1. You must have a very tightly locked down network or the NIS server in a separate DMZ, otherwise it's trivial to boot your own Linux laptop, connect to the network and fetch the master.passwd map. The NIS protocol has no means of authentication so the only way to restrict access is a firewall.


----------



## fonz (Sep 3, 2013)

SirDice said:
			
		

> I rarely find anyone that still uses it.


I do  Not in a production environment obviously, I use it on my server at home to share users between jails.

But yes, NIS is old and it's starting to show.



			
				SirDice said:
			
		

> Most people will probably have migrated to LDAP by now. Which has it's own issues but should be easier to secure.


Last time I checked LDAP was reportedly rather a faff to set up on FreeBSD. Has there been any improvement in that area?



			
				kpa said:
			
		

> 1. You must have a very tightly locked down network or the NIS server in a separate DMZ, otherwise it's trivial to boot your own Linux laptop, connect to the network and fetch the master.passwd map.


That's a good shout. I knew about this, but it had completely slipped my mind :r I would think that there'd be an option to just disable exportation of master.passwd altogether (including for root), but I can't find anything.


----------



## kpa (Sep 3, 2013)

It may sound crazy now but the NIS server decides to give access to super user only maps like master.passwd based on the source port of the request. If the request comes from a privileged port < 1024 the client has access to the restricted maps.


----------



## fonz (Sep 3, 2013)

kpa said:
			
		

> It may sound crazy now but the NIS server decides to give access to super user only maps like master.passwd based on the source port of the request. If the request comes from a privileged port < 1024 the client has access to the restricted maps.

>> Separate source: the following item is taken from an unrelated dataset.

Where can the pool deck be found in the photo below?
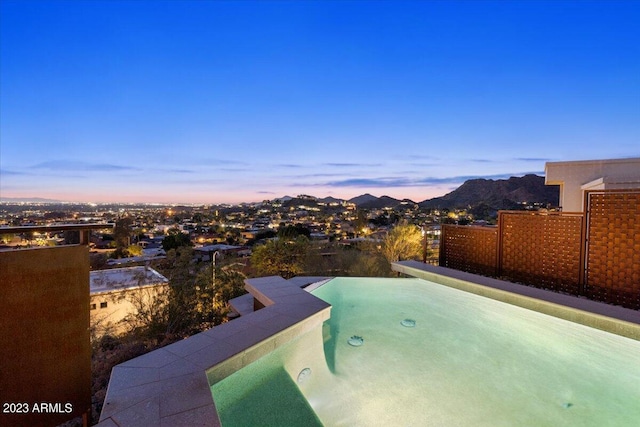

Exactly. So it _should_ be fairly straightforward to turn it off.


----------



## J65nko (Sep 3, 2013)

The inventor of NIS+ recommends not to use it. From the wikipedia NIS+ entry:


> NIS+ is a directory service developed by Sun Microsystems to replace its older 'NIS' (Network Information Service). It is designed to eliminate the need for duplication across many computers of configuration data such as user accounts, host names and addresses, printer information and NFS disk mounts on individual systems, instead using a central repository on a master server, simplifying system administration. NIS+ client software has been ported to other Unix and Unix-like platforms.
> 
> Prior to the release of Solaris 9 in 2002, Sun announced its intent to remove NIS+ from Solaris in a future release and now recommends that customers instead use an LDAP-based lookup scheme.
> 
> NIS+ was present in Solaris 9 and 10 (although both releases include tools to migrate NIS+ data to an LDAP server)[1] and it has now been removed from Solaris 11.1.[2]


----------



## DutchDaemon (Sep 3, 2013)

And now a bit about TACACS(+) and we're done


----------